From his father and maternal grandfather, Mr. Stern not only inherited his fortune, but a family tradition of philanthropy. His grandfather was Julius Rosenwald, the former chairman of Sears, Roebuck & Co. whose Rosenwald Foundation gave away $22 million in a 16-year period, primarily to build schools in the South for black students. His father, Edgar Stern, was one of the youngest presidents of the New Orleans Cotton Exchange at the age of 27. He gave each of his three children money to start their own foundations.
Philip Stern was born in New York City and reared in New Orleans. He served in the Navy as a supply and communications officer in the Pacific during World War II, then graduated magna cum laude from Harvard University.
He was a reporter and editorial writer for the New Orleans Item newspaper after college, then came to Washington in 1949 on a Rockefeller Fellowship, working in the Department of the Interior and the State Department.
He remained in Washington to work on Capitol Hill and for the Democratic Party until 1957 when he acquired the Arlington Sun newspaper with a group of associates. The associates included George Ball, who later served as undersecretary of state in the Kennedy and Johnson administrations, and Clayton Fritchey, a syndicated newspaper columnist who later served as a special assistant to Adlai Stevenson when Stevenson was U.S. ambassador to the United Nations.

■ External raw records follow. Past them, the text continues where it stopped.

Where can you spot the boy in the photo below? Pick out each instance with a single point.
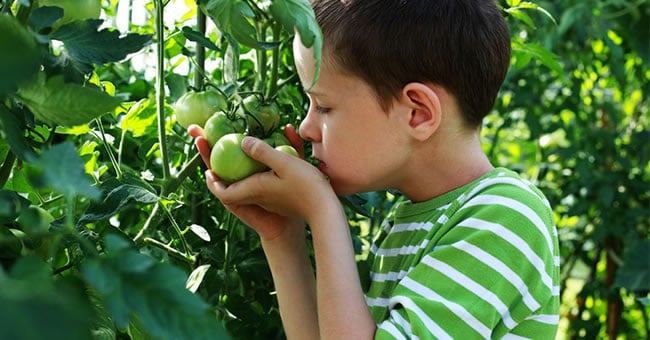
(398, 104)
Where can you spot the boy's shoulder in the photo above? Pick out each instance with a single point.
(496, 187)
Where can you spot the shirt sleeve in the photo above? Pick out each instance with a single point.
(494, 270)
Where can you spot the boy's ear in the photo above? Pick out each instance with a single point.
(425, 109)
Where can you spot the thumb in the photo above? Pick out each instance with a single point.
(258, 150)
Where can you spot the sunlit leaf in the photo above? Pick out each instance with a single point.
(56, 102)
(85, 43)
(62, 169)
(297, 15)
(20, 57)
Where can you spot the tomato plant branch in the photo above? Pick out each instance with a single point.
(7, 165)
(200, 52)
(275, 61)
(170, 250)
(160, 88)
(147, 224)
(260, 60)
(181, 237)
(116, 165)
(186, 171)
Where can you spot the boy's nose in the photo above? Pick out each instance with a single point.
(309, 128)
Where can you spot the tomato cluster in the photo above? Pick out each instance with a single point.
(224, 130)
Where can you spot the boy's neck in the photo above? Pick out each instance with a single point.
(436, 170)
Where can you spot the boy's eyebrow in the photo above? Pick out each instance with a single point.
(313, 92)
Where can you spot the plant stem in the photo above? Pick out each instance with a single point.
(118, 171)
(7, 166)
(186, 247)
(147, 224)
(174, 252)
(275, 61)
(186, 171)
(200, 52)
(260, 80)
(160, 88)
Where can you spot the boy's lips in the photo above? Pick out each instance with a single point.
(322, 166)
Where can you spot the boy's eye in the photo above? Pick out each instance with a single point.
(322, 109)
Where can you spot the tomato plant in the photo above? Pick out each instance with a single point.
(219, 125)
(74, 9)
(229, 162)
(197, 107)
(105, 219)
(262, 117)
(287, 149)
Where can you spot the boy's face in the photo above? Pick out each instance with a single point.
(359, 146)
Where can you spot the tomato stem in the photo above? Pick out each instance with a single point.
(275, 61)
(6, 168)
(160, 88)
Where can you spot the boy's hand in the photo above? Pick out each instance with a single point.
(251, 199)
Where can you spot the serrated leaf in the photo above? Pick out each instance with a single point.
(199, 38)
(154, 298)
(20, 58)
(13, 132)
(298, 15)
(55, 102)
(86, 44)
(200, 232)
(233, 17)
(44, 17)
(540, 53)
(196, 277)
(116, 197)
(62, 169)
(141, 118)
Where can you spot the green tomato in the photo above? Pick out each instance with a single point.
(217, 126)
(74, 10)
(229, 162)
(262, 118)
(287, 149)
(277, 138)
(197, 107)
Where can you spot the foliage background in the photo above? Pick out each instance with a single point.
(112, 218)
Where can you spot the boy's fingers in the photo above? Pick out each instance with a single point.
(262, 152)
(295, 140)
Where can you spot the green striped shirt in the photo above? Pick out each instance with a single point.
(479, 262)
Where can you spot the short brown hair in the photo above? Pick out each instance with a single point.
(461, 45)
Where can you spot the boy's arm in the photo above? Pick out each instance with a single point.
(342, 309)
(295, 188)
(294, 281)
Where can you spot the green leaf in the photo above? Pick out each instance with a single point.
(20, 58)
(141, 118)
(298, 15)
(55, 102)
(34, 306)
(44, 17)
(199, 38)
(86, 44)
(233, 17)
(540, 53)
(153, 298)
(196, 277)
(13, 132)
(62, 169)
(116, 195)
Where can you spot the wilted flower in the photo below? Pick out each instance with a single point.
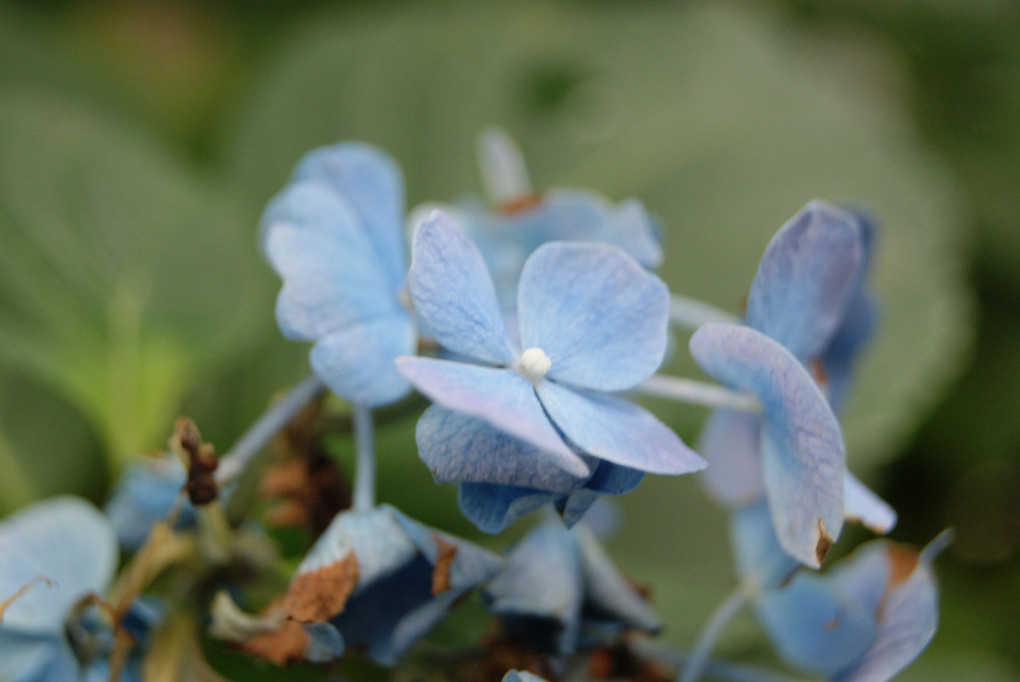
(335, 235)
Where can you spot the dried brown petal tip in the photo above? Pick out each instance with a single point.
(317, 595)
(824, 542)
(441, 574)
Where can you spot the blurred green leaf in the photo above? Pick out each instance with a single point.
(121, 278)
(723, 144)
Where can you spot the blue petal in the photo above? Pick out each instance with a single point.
(357, 362)
(616, 430)
(729, 443)
(800, 293)
(802, 453)
(759, 557)
(909, 617)
(862, 505)
(332, 275)
(458, 448)
(371, 181)
(64, 539)
(598, 315)
(813, 628)
(145, 493)
(540, 592)
(502, 398)
(495, 508)
(453, 294)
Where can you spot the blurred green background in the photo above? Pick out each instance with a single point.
(141, 139)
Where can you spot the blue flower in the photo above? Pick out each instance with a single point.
(520, 220)
(144, 494)
(592, 321)
(560, 590)
(864, 621)
(69, 543)
(378, 581)
(335, 235)
(808, 306)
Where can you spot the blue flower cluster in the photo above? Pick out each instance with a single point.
(528, 322)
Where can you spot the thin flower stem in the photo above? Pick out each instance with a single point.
(698, 392)
(692, 313)
(720, 618)
(233, 464)
(364, 474)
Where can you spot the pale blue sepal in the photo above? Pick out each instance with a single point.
(503, 398)
(803, 456)
(357, 362)
(458, 448)
(371, 181)
(64, 539)
(613, 429)
(813, 627)
(760, 560)
(539, 594)
(332, 275)
(596, 313)
(908, 617)
(612, 601)
(453, 294)
(728, 442)
(800, 292)
(861, 505)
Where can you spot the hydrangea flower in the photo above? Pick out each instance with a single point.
(864, 621)
(519, 220)
(592, 322)
(808, 306)
(378, 580)
(335, 235)
(144, 494)
(560, 590)
(69, 543)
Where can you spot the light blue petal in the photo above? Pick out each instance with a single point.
(63, 539)
(802, 452)
(495, 508)
(617, 430)
(862, 505)
(800, 293)
(332, 275)
(458, 448)
(145, 493)
(357, 362)
(813, 628)
(729, 443)
(757, 553)
(502, 398)
(598, 315)
(453, 294)
(609, 596)
(541, 590)
(370, 180)
(909, 618)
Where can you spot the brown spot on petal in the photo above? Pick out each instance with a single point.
(903, 560)
(279, 646)
(441, 573)
(318, 595)
(824, 542)
(519, 204)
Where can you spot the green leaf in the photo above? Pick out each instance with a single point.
(122, 278)
(723, 144)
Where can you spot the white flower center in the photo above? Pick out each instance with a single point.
(534, 363)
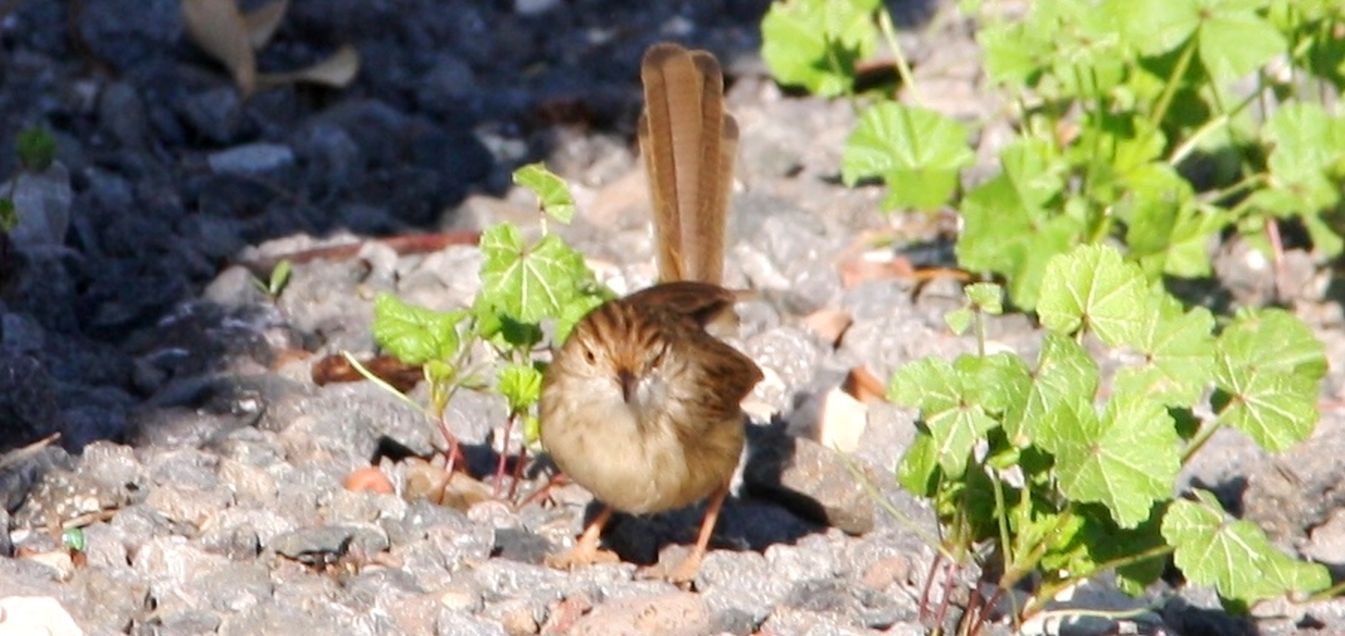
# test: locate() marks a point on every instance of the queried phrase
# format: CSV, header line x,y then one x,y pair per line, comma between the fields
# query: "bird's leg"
x,y
585,550
686,570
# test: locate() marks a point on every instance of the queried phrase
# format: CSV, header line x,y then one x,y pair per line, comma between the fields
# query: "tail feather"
x,y
689,143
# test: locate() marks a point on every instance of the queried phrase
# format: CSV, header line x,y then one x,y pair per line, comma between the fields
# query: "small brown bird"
x,y
640,405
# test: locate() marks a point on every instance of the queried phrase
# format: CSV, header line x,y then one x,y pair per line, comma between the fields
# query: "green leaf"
x,y
959,319
1098,541
529,283
1277,410
919,467
414,335
1306,140
1232,39
987,296
531,429
1065,374
521,386
279,277
1234,555
1090,288
8,215
815,43
1126,460
1166,230
955,404
1156,26
36,148
576,309
916,151
1270,365
552,191
1178,350
1006,230
74,539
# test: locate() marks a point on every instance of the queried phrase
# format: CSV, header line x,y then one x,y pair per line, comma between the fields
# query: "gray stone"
x,y
190,623
187,506
330,542
457,623
741,584
105,546
23,469
184,468
240,533
681,613
252,159
109,599
788,620
43,203
174,561
139,526
347,421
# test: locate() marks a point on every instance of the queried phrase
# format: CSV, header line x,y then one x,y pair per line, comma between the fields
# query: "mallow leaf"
x,y
529,283
1234,555
553,194
1178,350
956,402
815,43
916,151
1094,289
414,335
1270,365
1065,374
1126,460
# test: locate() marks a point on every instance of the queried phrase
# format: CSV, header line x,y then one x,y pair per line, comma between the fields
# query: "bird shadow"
x,y
759,514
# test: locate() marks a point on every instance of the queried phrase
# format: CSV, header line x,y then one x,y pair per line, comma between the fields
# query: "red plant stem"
x,y
924,592
518,472
503,456
453,449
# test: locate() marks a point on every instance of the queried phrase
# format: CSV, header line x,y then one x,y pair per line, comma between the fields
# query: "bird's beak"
x,y
628,382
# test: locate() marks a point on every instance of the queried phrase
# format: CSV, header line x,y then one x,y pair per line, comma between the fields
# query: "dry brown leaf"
x,y
369,479
264,20
336,70
218,28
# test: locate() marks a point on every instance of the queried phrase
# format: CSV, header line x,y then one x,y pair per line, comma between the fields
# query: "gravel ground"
x,y
206,467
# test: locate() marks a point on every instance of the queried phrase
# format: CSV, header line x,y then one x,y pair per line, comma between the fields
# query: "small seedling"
x,y
526,284
273,285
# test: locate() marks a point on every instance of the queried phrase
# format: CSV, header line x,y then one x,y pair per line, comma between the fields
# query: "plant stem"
x,y
1215,124
1048,590
1230,191
889,34
892,510
1165,100
1207,430
981,331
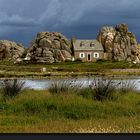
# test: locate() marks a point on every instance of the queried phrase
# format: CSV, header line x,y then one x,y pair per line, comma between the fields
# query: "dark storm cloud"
x,y
20,20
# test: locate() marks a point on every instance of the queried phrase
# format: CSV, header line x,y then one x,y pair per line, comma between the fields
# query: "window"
x,y
82,55
96,55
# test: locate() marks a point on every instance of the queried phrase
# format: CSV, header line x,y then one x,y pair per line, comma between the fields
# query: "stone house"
x,y
87,50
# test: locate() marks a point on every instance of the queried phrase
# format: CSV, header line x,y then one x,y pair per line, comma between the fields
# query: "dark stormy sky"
x,y
20,20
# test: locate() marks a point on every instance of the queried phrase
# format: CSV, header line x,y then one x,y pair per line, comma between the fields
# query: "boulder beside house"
x,y
87,50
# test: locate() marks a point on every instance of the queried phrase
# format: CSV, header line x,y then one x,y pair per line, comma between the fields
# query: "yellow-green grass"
x,y
40,112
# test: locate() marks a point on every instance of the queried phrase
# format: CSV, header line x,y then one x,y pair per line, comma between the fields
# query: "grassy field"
x,y
41,112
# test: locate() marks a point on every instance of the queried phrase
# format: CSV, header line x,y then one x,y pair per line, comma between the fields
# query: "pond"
x,y
40,84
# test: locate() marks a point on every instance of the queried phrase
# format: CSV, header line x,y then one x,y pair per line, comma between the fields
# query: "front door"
x,y
89,57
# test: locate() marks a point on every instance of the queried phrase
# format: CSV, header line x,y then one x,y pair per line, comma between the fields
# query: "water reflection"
x,y
45,83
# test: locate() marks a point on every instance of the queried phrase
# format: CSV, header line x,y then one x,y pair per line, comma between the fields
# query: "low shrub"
x,y
11,88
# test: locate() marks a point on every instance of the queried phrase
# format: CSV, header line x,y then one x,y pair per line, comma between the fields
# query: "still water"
x,y
38,84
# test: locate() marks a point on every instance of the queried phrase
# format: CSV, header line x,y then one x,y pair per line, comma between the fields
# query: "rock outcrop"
x,y
49,48
11,51
119,43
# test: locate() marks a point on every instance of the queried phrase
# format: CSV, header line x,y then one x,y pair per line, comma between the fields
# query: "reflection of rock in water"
x,y
44,84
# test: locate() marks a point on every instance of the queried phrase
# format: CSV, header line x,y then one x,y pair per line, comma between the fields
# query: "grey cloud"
x,y
80,18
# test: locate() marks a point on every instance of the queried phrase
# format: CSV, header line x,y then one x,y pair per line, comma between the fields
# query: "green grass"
x,y
40,112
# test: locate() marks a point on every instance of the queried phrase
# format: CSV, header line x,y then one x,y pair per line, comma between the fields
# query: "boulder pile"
x,y
11,50
119,43
49,47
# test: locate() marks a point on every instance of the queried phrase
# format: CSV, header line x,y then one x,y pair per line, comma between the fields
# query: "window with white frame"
x,y
82,55
96,55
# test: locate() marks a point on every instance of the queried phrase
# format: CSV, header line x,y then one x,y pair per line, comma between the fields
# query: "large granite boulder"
x,y
119,43
11,50
49,47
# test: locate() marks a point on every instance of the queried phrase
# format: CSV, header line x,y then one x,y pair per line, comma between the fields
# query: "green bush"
x,y
11,88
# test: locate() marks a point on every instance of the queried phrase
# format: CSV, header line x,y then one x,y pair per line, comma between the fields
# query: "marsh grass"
x,y
127,86
40,111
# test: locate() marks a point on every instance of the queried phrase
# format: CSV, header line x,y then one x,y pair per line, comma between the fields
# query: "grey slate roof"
x,y
89,45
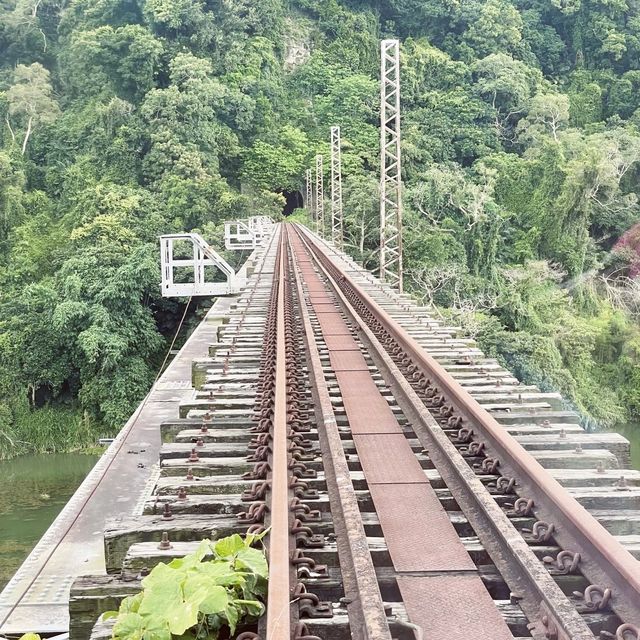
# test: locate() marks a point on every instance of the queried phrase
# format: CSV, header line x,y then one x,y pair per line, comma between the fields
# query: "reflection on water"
x,y
33,490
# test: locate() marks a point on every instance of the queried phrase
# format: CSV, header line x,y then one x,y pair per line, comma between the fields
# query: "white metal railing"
x,y
199,281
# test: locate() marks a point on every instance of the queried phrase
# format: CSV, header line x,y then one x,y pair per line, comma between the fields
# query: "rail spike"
x,y
566,562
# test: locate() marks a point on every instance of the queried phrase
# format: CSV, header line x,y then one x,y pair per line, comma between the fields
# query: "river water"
x,y
33,490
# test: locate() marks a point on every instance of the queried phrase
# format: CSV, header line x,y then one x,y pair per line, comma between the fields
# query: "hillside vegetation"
x,y
123,119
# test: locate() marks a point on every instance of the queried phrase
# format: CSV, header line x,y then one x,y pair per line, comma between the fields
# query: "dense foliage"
x,y
122,120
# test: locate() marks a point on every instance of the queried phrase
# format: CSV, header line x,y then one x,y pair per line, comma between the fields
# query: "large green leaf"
x,y
229,546
129,626
131,604
162,598
251,607
182,617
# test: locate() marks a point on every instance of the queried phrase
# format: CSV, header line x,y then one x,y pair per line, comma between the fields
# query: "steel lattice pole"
x,y
390,167
319,197
336,188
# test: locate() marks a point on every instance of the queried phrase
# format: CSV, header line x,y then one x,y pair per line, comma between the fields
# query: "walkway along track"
x,y
409,510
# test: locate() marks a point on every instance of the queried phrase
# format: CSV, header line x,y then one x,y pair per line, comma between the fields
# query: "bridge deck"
x,y
73,545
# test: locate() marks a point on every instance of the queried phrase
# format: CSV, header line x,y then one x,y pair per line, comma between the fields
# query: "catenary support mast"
x,y
308,203
336,188
319,204
390,177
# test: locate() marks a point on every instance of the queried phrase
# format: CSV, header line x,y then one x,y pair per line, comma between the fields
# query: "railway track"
x,y
411,487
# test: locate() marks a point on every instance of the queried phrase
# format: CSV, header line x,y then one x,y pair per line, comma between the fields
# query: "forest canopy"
x,y
124,119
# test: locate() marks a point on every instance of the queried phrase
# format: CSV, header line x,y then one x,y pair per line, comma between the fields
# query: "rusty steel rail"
x,y
613,572
278,624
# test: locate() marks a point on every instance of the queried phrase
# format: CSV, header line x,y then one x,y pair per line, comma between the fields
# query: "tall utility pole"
x,y
308,203
336,188
319,197
390,178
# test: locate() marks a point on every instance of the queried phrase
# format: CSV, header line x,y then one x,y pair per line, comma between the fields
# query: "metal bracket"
x,y
198,283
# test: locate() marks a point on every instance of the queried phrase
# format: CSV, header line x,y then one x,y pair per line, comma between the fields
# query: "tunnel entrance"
x,y
294,201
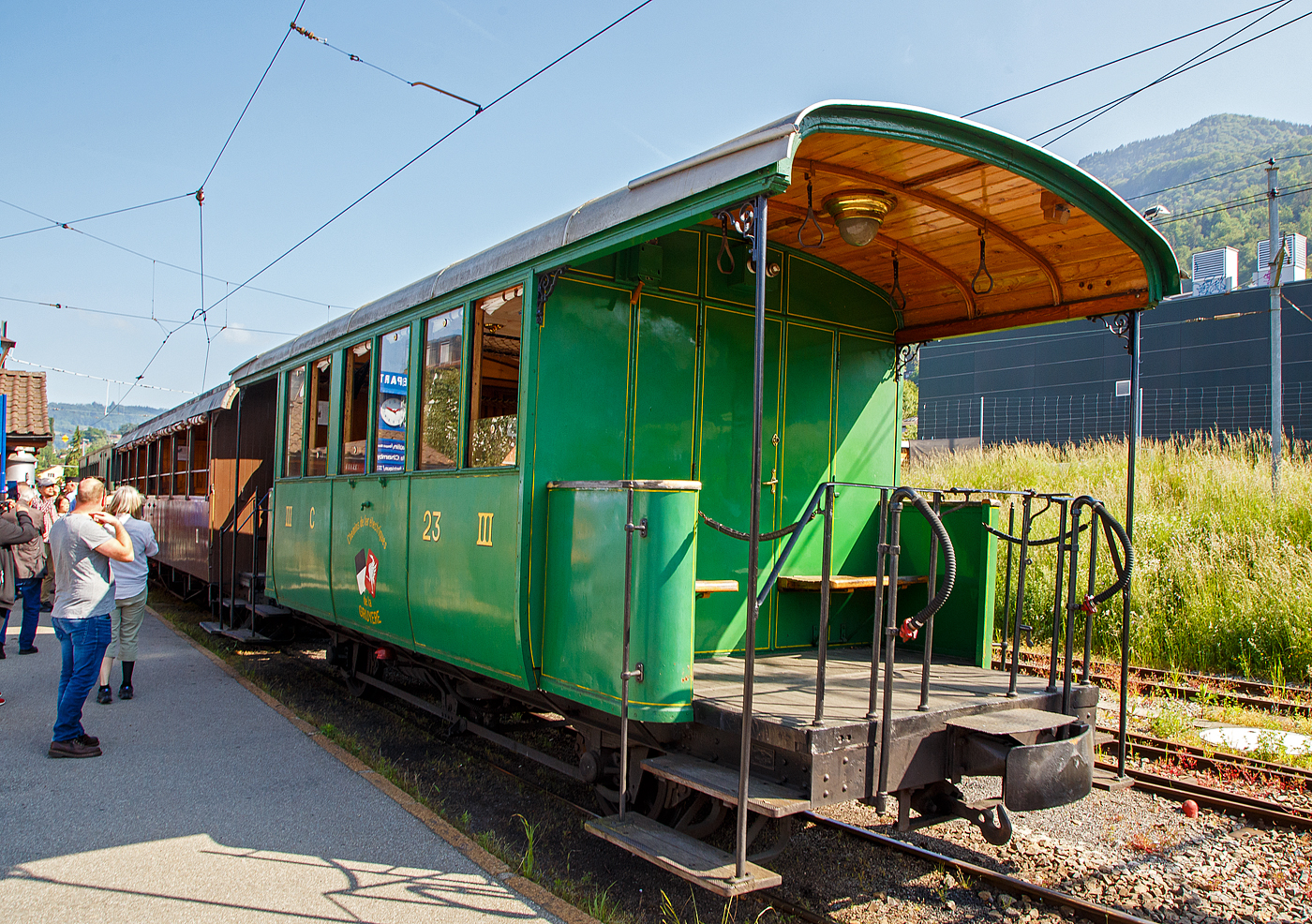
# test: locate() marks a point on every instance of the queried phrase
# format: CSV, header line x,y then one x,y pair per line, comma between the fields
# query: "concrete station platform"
x,y
210,806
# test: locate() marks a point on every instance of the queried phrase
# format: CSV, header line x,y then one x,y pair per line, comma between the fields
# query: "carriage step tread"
x,y
1012,723
260,609
688,857
245,635
705,589
843,583
763,797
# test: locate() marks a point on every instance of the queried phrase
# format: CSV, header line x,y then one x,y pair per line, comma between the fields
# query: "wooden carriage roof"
x,y
957,183
189,413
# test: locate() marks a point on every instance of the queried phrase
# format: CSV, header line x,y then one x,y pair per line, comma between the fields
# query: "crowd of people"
x,y
81,554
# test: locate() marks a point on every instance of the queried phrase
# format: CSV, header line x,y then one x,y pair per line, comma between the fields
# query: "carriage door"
x,y
371,503
724,466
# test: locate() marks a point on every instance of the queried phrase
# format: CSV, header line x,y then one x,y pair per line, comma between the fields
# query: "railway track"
x,y
1220,764
1155,678
1084,908
1056,900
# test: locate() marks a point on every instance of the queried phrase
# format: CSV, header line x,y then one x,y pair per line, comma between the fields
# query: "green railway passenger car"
x,y
509,478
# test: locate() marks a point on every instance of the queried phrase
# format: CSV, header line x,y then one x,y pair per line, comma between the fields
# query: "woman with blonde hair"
x,y
128,592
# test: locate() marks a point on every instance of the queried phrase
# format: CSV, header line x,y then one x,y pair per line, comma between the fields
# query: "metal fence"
x,y
1167,412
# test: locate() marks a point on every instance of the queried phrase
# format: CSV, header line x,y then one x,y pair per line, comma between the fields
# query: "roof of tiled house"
x,y
28,419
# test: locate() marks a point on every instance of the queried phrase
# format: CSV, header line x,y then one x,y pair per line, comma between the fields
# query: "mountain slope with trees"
x,y
1215,146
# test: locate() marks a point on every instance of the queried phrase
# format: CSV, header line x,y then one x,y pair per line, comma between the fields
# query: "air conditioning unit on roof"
x,y
1295,267
1215,272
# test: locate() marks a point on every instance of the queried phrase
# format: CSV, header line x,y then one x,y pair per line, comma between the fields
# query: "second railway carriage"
x,y
203,475
534,478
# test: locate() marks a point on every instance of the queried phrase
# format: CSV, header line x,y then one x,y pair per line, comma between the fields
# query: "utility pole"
x,y
1275,251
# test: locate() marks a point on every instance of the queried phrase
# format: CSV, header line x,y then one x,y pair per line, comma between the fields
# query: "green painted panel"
x,y
866,423
725,288
664,405
463,595
583,625
369,557
804,465
583,379
963,628
724,469
302,527
682,259
824,293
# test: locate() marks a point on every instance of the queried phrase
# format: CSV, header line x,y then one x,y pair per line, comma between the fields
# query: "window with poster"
x,y
393,400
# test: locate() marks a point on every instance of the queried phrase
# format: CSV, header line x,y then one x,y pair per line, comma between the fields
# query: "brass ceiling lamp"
x,y
858,213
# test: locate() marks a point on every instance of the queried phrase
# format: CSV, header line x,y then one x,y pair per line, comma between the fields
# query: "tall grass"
x,y
1223,573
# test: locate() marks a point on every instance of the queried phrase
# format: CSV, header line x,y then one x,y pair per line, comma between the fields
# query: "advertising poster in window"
x,y
391,420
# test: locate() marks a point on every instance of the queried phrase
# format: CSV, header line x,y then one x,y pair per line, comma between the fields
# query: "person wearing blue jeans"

They renamed the paper the Northern Virginia Sun, and for four years before his appointment to the State Department, Mr. Stern was its editor and, for a time, its publisher. Eventually they sold the paper.
For the better part of the last quarter century, Mr. Stern's primary activity had been writing books, but he also learned to fly an airplane and play the recorder, and he did silk-screening. He began collecting sculpture and art. Rarely, if ever, did he display any interest in increasing his fortune, and he sometimes seemed ambivalent about his wealth.
"Being rich," he told the Washington Star magazine in 1970, "is really not very different from having a cleft palate or green hair."
He worked out of an office near Dupont Circle and got around town on a motorscooter, a blue knapsack often slung over his shoulder. In 1984, he founded Citizens Against PACs, a bipartisan group concerned about the growing influence of political action committees in congressional elections.
His most recent book, "The Best Congress Money Can Buy," (1988) was about the influence of PACs on Capitol Hill as a result of their campaign contributions, and also a study of the high cost of running for elective office. Mr. Stern sent complimentary copies of the book to members of the House and Senate, and he included in each a one dollar bill as a book marker. Many members of Congress angrily returned the books and the markers.
Other books included "The Great Treasury Raid," (1962) an attack on the tax laws that permitted many giant corporations to pay less in taxes than their lowest-paid employees; "The Shame of a Nation," (1965) essays and photographs on poverty in juxtaposition with the monuments of Washington; and "The Oppenheimer Case," a meticulous account of the anti-communist hysteria that led to the revocation of the security clearance for atomic bomb physicist J. Robert Oppenheimer.
In 1980, Mr. Stern wrote "Lawyers on Trial," in which he castigated what he called "the Lawyers Monopoly" for charging excessive fees for routine legal work such as probating an estate or handling real estate transactions. In many such cases, Mr. Stern noted, fees are based on a percentage of the estate or sale and have no relationship to the amount of work involved.
He spent several months in 1974 as a special investigative reporter on the life insurance industry for The Washington Post, and he also had written for the New York Times Magazine and for Harper's and Atlantic magazines. He had done commentary for "All Things Considered" on National Public Radio.
His marriage to Helen B. Stern ended in divorce.
Survivors include his companion, Susan Willens of Washington; five children, Michael Stern of New York, Holly Nozuka of Manhasset, N.Y., Eve Stern of Cambridge, Mass., and Henry and David Stern, both of Washington; a brother, Edgar, of Washington state; and eight grandchildren.